[BUG] `dask-sql` fails to import with `dask-expr` enabled
What happened:
dask-sql fails to import when trying to use it with dask-expr because dask-expr does not implement dd.Aggregation, which is subclassed in multiple places. We plan to use dask-expr as the default for the dask.dataframe API soon (see discussion issue here: https://github.com/dask/dask/issues/10934), so this will cause problems in the future.

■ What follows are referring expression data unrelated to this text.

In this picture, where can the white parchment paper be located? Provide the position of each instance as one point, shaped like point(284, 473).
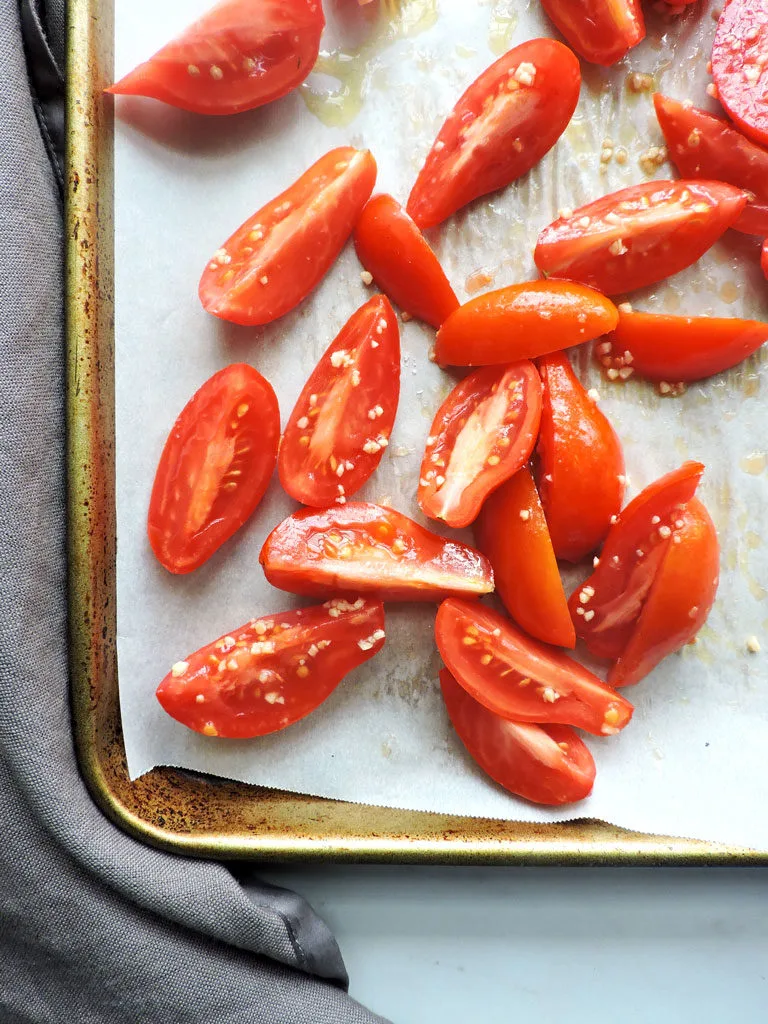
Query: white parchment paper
point(691, 761)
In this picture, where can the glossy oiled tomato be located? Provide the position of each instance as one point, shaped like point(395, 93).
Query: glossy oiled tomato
point(214, 468)
point(482, 433)
point(278, 256)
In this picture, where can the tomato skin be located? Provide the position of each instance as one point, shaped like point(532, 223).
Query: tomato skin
point(501, 127)
point(229, 428)
point(481, 434)
point(280, 254)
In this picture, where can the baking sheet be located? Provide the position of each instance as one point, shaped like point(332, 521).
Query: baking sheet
point(688, 764)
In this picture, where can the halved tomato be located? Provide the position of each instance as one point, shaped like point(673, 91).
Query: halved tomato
point(215, 467)
point(278, 256)
point(482, 433)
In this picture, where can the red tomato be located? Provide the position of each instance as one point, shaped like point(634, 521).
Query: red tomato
point(367, 549)
point(283, 251)
point(238, 55)
point(521, 322)
point(519, 678)
point(547, 764)
point(342, 421)
point(482, 433)
point(512, 531)
point(393, 250)
point(273, 671)
point(638, 236)
point(503, 125)
point(581, 463)
point(215, 467)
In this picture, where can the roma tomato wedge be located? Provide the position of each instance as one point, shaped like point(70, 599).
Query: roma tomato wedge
point(502, 126)
point(521, 322)
point(396, 254)
point(546, 764)
point(341, 423)
point(215, 467)
point(519, 678)
point(482, 433)
point(272, 671)
point(238, 55)
point(638, 236)
point(278, 256)
point(360, 548)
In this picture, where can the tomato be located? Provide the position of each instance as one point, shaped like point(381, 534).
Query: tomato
point(638, 236)
point(502, 126)
point(580, 472)
point(521, 322)
point(482, 433)
point(393, 250)
point(238, 55)
point(512, 531)
point(283, 251)
point(273, 671)
point(215, 467)
point(547, 764)
point(519, 678)
point(361, 548)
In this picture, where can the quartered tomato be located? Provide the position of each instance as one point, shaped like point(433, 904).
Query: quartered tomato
point(547, 764)
point(341, 423)
point(638, 236)
point(238, 55)
point(361, 548)
point(482, 433)
point(503, 125)
point(273, 671)
point(580, 470)
point(283, 251)
point(215, 467)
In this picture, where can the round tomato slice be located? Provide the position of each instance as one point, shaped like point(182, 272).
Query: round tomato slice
point(638, 236)
point(482, 433)
point(215, 467)
point(546, 764)
point(505, 122)
point(519, 678)
point(273, 671)
point(238, 55)
point(278, 256)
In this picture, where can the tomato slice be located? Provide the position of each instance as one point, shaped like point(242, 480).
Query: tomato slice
point(482, 433)
point(273, 671)
point(238, 55)
point(502, 126)
point(278, 256)
point(215, 467)
point(638, 236)
point(393, 250)
point(521, 322)
point(363, 548)
point(511, 529)
point(546, 764)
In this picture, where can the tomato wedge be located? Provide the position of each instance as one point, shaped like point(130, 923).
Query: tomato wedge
point(238, 55)
point(286, 248)
point(215, 467)
point(511, 529)
point(519, 678)
point(505, 122)
point(638, 236)
point(521, 322)
point(367, 549)
point(393, 250)
point(482, 433)
point(341, 423)
point(273, 671)
point(546, 764)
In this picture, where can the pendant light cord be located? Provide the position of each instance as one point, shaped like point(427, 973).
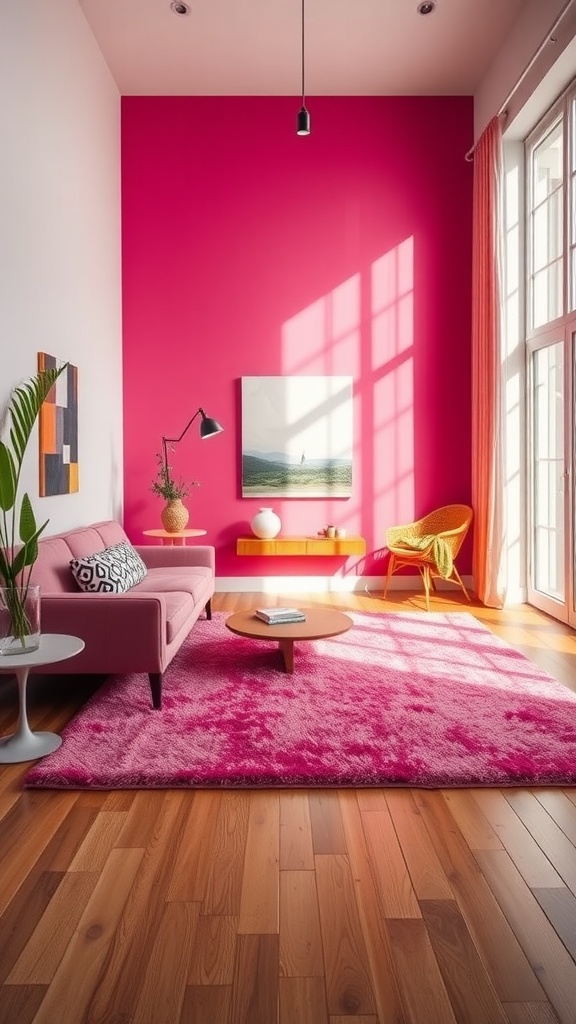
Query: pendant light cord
point(303, 102)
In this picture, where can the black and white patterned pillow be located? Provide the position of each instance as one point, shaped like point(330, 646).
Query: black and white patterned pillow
point(113, 570)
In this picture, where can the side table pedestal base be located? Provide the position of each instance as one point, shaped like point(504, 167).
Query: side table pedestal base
point(36, 744)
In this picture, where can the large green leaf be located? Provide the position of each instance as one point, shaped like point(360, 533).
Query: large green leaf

Minimal Complete Verifiable Example:
$ export DASK_DATAFRAME__QUERY_PLANNING=True
$ python
>>> import dask_sql
Traceback (most recent call last):
File "<stdin>", line 1, in <module>
File "/opt/homebrew/Caskroom/mambaforge/base/envs/tpch/lib/python3.11/site-packages/dask_sql/__init__.py", line 8, in <module>
from .cmd import cmd_loop
File "/opt/homebrew/Caskroom/mambaforge/base/envs/tpch/lib/python3.11/site-packages/dask_sql/cmd.py", line 26, in <module>
from dask_sql.context import Context
File "/opt/homebrew/Caskroom/mambaforge/base/envs/tpch/lib/python3.11/site-packages/dask_sql/context.py", line 43, in <module>
from dask_sql.physical.rel import RelConverter, custom, logical
File "/opt/homebrew/Caskroom/mambaforge/base/envs/tpch/lib/python3.11/site-packages/dask_sql/physical/rel/logical/__init__.py", line 1, in <module>
from .aggregate import DaskAggregatePlugin
File "/opt/homebrew/Caskroom/mambaforge/base/envs/tpch/lib/python3.11/site-packages/dask_sql/physical/rel/logical/aggregate.py", line 24, in <module>
class ReduceAggregation(dd.Aggregation):
TypeError: function() argument 'code' must be code, not str
Environment:
- dask-sql version:
main(https://github.com/dask-contrib/dask-sql/commit/93bb1e5bfc611a5987ed26af23cc80c5b0a23324)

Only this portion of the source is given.